Had women invented the game of basketball, a losing team would never feel hopeless for a comeback.
As a good fan does, I carted my three children over to a church league basketball tournament to watch my husband's team fight for victory against a team that - well, let's just say when the ball hit their hands it apparently had some magnetic force pulling it to the net...they just didn't miss a bucket!
It wasn't long and we could tell our team was in trouble. It was then that my fellow fans - wives, mothers and girlfriends - began to acknowledge the tremendous skill and agility of our players.
"We should get points for outrageous moves and wildy competitive efforts," I say.
The girls and I were all in agreement. We began compiling a mental list as the game continued.
One of our youngest players - an athletic college student from the local university powers his way down the court to attempt a layup, only to do a slider, curvy-type move thing that instead of gaining him a bucket - it resulted in the opposing player tossing him into the wall.
My motherly instinct kicked in and I couldn't help myself - I yelled, "He's on scholarship! Don't hurt the boy!!!"
And then my mind shifted. I declared to my girl posse, "He should get points for that!"
Naturally, they all agreed.
Another one of our players hopped through the lane like a rabbit when the ball was stripped from his hands in an vigilant move to the basket.

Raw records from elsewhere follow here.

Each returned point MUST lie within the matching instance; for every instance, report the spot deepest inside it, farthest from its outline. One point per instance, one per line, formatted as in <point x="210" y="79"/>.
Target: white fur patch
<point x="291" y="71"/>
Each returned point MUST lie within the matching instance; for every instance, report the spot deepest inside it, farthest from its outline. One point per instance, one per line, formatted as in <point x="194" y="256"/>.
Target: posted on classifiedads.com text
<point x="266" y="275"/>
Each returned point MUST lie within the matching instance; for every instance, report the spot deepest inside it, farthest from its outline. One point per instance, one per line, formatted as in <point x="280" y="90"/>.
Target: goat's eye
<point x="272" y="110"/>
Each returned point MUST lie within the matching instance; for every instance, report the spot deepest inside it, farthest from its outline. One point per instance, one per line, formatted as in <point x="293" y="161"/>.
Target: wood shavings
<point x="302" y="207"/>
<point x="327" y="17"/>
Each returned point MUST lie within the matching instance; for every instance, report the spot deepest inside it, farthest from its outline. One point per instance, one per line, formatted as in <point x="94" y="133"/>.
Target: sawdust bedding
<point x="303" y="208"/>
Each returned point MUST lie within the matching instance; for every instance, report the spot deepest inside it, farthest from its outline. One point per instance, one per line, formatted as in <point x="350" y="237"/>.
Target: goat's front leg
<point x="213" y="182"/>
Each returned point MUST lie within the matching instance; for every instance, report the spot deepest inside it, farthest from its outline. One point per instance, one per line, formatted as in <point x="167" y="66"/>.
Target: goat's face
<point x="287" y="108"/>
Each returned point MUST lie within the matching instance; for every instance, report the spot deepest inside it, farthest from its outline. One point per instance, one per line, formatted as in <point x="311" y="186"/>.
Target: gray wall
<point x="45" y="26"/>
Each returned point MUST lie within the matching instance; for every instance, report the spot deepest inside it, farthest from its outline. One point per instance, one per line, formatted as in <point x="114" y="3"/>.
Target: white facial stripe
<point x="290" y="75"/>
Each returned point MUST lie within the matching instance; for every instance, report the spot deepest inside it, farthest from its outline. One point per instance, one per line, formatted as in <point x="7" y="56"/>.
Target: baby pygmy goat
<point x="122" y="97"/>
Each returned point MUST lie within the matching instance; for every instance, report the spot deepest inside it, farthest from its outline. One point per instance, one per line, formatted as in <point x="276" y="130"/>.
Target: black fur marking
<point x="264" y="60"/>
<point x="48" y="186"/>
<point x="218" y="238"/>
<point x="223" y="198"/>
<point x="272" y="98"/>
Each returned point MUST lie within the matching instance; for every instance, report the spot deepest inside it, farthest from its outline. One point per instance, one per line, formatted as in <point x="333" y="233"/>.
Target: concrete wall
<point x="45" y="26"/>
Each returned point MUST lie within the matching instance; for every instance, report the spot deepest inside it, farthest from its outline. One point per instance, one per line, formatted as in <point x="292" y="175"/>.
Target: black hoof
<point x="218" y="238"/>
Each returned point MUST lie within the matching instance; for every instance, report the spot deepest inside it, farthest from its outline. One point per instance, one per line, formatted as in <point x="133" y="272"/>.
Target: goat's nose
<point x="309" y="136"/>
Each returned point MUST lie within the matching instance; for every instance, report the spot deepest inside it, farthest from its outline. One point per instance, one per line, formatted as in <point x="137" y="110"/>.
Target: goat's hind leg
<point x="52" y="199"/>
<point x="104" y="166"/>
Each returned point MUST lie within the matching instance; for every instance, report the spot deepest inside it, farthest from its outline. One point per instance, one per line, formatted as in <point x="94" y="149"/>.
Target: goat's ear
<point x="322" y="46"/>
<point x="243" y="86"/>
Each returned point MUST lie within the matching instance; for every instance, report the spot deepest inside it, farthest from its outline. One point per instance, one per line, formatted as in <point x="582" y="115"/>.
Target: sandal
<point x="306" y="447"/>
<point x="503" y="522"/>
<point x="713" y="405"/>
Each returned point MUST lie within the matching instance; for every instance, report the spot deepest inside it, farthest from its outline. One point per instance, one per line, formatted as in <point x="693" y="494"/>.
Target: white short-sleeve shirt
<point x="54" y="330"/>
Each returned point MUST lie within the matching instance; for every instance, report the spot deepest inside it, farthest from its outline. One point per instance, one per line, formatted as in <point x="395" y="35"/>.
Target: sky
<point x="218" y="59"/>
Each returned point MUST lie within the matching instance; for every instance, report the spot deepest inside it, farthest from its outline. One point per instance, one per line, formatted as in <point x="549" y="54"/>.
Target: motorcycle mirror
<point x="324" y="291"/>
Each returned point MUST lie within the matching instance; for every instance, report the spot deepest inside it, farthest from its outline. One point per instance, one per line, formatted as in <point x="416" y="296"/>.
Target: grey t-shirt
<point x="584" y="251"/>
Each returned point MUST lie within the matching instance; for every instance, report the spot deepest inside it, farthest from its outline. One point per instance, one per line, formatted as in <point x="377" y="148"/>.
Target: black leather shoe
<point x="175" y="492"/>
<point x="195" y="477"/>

Impersonating any small rodent: easily 3 points.
The one that really got us gals fired up was a last-second shot my own husband launched from beyond the half line...and it went in!!
But the darn buzzer had already gone off so it didn't count.
Wildly exciting shots originating from the opposite side of the court that go in - regardless of timing: 10 points.
The guy with the incredible vertical jump who slaps the backboard as he attempts to block a shot: 6 points. (Let's face it - we all wish we could do it, so maybe it should even be worth more. Put it in the category of : very few people can actually do that and the fans love it: 15 points.)
And frankly, we're women. We're not just watching for hoops, we're observing the attire, too. Sometimes this type of league play means a team just picks a color and they all throw on t-shirt. The opposing team today chose blue - but every blue was a different shade. Not cool, boys. Not cool. Clashing will not earn you a single point.
Now, on the other end of the spectrum...is our team in identical yellow t-shirts complete with names and numbers. Let's put that at another 3 points.
And when they're clever enough to pair it with black shorts to match the lettering - this is off-the-charts good for a guy. You just earned 2 more points per player.
But we're female - and we love shoes.
So rack up some points for color-coordinated shoes: another 2 points per player.
But we're not always about matchy-matchy, either. Sometimes a schnazzy pair of shoes can turn a mediocre player into greatness, just by sheer fashion sense. So shoes that catch our eye and make us say, "oooh!": 3 points per player.
I'm simply giving points where points are due: entertainment.
After all, that's the whole reason to attend these games. When you're getting beat by 26 points, you have to look a little deeper for the entertainment value.
Had the 'new' rules been in place, it may have been a very close game that we likely would have won. (Our guys have some pretty unique moves! Did I mention the rabbit?)
But I'm optimistic. I was sitting next to the league organizer's wife, and she was completely on board with the new scoring system.
So don't fret over defeat today. Mr. League Organizer will likely have to apologize to his bride someday soon for not taking out the garbarge or leaving his socks on the floor, and she'll tell him how to make it up to her.
Then victory will never be impossible. Just remember to wear black shorts.